I guess they used clients that specified the port manually

Menel, yes that is also my guess. And that seem to be many. A few clients cannot login so frequently to this port and generete all these errors. Maybe spam scripts? No idea...

Yes, beside a short info text about the changed port on your website there isn't much to do I guess

Maybe move xmpps-client to 443 or some other port and close 5223 after a while (give some time for DNS) if you want to get rid of the error spam in your logs.

It is already on 443 too

and xmpp-client on 80 too, quite robust

Roi: > Bei uns wird der Port 5223 (im Gegensatz zum alten openim.de Server) nur für SSL und nicht TLS verwendet. You should also fix this. '…für "Direct TLS" und nicht "STARTTLS"…'

Menel, > Yes, beside a short info text about the changed port on your website there isn't much to do I guess https://jabber.hot-chilli.net/2023/03/30/openim-de/

Martin, I won't change the current ports for the new vhost. The other vhosts have a lot more users. I did not see this as a problem because of SRV records. These are there for a reason. But surprise, a lot of users like it the old-fashioned way and do a manual setup.

Menel, > It is already on 443 too > and xmpp-client on 80 too, quite robust Yes. As we have a second IP and I do not need these ports for web, we offer these ports for users who are behind firewalls. No idea if this is still needed, but it helped people a lot 15-10 years ago when I talked a lot to people about that setup.

> You should also fix this. '…für "Direct TLS" und nicht "STARTTLS"…' Yes, thank you. On the server specs page I also still have SSL - as this was the term for a long time. ;-)

Done

But that won't reduce the hammering login tries. ;-)
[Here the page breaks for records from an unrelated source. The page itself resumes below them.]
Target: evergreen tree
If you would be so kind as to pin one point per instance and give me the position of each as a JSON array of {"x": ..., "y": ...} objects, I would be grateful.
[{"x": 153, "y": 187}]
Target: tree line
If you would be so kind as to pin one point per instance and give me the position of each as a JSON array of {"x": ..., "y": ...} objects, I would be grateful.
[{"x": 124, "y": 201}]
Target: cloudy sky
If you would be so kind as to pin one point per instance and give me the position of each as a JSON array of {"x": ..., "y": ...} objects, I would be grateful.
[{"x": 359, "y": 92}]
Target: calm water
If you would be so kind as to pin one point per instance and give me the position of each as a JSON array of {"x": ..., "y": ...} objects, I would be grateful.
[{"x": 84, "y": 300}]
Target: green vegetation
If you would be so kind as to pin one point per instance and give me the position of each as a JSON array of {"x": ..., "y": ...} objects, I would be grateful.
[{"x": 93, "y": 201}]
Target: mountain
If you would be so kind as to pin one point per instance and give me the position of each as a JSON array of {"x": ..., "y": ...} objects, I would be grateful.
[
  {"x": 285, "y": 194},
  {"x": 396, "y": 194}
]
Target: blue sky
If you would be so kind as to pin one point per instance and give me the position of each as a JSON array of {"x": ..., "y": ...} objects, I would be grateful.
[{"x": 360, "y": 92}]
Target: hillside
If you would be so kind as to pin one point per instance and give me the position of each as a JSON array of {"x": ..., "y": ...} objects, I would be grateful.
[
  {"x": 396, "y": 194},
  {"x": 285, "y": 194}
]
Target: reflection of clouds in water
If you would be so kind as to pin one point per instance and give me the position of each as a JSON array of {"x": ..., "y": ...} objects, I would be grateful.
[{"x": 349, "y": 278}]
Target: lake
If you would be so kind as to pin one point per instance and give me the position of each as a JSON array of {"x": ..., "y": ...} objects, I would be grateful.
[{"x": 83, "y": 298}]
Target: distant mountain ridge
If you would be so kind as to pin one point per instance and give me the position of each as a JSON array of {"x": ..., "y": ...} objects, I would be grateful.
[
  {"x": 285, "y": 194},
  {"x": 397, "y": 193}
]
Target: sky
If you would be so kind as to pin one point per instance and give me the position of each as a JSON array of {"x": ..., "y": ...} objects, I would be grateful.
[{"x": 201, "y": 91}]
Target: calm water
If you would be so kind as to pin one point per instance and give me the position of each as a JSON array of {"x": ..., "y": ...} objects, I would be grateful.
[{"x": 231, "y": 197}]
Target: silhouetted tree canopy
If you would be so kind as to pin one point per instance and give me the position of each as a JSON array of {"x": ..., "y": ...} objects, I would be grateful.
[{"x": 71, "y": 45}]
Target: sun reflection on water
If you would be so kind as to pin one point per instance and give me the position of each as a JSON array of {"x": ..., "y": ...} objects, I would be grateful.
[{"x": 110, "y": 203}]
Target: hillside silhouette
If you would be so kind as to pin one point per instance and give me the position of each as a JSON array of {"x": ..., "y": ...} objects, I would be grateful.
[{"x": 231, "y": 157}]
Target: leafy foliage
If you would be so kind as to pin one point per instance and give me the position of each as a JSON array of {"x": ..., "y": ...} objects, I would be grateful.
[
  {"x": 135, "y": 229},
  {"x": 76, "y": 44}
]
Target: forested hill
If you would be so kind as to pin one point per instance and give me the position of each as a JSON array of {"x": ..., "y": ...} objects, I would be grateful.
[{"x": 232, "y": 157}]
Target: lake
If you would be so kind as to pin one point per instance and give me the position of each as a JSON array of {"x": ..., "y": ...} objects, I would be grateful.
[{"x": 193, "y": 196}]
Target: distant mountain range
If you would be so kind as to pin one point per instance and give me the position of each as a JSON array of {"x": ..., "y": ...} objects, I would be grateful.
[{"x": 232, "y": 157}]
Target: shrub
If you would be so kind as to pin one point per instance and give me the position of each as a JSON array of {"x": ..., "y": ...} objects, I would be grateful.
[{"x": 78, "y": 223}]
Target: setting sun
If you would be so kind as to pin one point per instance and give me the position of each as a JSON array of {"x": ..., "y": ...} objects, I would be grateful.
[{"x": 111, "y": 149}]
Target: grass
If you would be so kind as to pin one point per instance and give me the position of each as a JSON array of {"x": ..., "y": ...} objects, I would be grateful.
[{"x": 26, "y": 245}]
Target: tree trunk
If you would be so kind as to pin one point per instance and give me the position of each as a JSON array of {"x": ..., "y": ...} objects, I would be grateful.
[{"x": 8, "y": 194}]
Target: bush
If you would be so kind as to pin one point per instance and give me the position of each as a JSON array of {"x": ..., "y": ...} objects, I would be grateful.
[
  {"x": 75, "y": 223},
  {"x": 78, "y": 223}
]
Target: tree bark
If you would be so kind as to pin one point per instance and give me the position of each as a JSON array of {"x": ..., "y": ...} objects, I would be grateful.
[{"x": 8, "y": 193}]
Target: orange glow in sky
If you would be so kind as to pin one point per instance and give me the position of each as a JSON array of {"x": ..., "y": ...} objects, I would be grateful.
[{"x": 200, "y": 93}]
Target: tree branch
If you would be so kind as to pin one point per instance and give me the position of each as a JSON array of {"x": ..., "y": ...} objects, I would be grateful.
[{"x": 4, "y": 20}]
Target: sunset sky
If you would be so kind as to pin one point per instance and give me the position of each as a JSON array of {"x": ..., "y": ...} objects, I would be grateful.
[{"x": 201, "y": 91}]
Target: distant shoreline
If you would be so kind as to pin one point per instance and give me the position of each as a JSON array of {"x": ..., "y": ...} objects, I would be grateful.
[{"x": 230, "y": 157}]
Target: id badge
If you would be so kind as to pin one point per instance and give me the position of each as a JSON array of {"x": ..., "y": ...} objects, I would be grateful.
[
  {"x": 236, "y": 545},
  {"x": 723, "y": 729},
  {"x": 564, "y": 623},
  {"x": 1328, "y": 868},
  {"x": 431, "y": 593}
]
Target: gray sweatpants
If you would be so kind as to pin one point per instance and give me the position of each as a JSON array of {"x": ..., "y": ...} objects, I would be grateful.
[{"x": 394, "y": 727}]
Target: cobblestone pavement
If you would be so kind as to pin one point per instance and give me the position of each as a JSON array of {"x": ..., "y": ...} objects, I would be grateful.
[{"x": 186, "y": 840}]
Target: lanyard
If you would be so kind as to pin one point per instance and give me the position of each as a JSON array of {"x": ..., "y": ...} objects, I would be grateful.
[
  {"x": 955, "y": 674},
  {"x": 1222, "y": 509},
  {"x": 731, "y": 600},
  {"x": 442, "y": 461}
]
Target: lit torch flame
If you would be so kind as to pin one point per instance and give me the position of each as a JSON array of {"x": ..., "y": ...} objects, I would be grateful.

> _xmpp-client._tls._tcp.openim.de. 60 IN SRV 5 0 5223 openim.de. Maranda, Roi: the original draft of xep 368 had _xmpp-client._tls.domain instead of _xmpps-client._tcp.domain but that one just seems like a mistake

Establishing a secure connection from jotwewe.de to p2.siacs.eu failed. Certificate hash: b0b50b70971d48aa46db72b2c4fd1f218c8caec9. Error with certificate 0: certificate has expired.

As this came up here, does somebody have an up to date howto for sslh? I found several howtos, but all very old. And came up with this: DAEMON_OPTS="--user sslh -n --transparent --listen ipv4:5223 --listen ipv6:5224 --xmpp 127.0.0.1:5222 --tls 127.0.0.1:5223 --pidfile /var/run/sslh/sslh.pid" This does not work as Prosody sits on 5223. Is there an option to tell Prosody to only listen to port 5223 on localhost without affecting the other ports Prosody is listening to? Also, do I still need to adjust sysctl.conf and iptables?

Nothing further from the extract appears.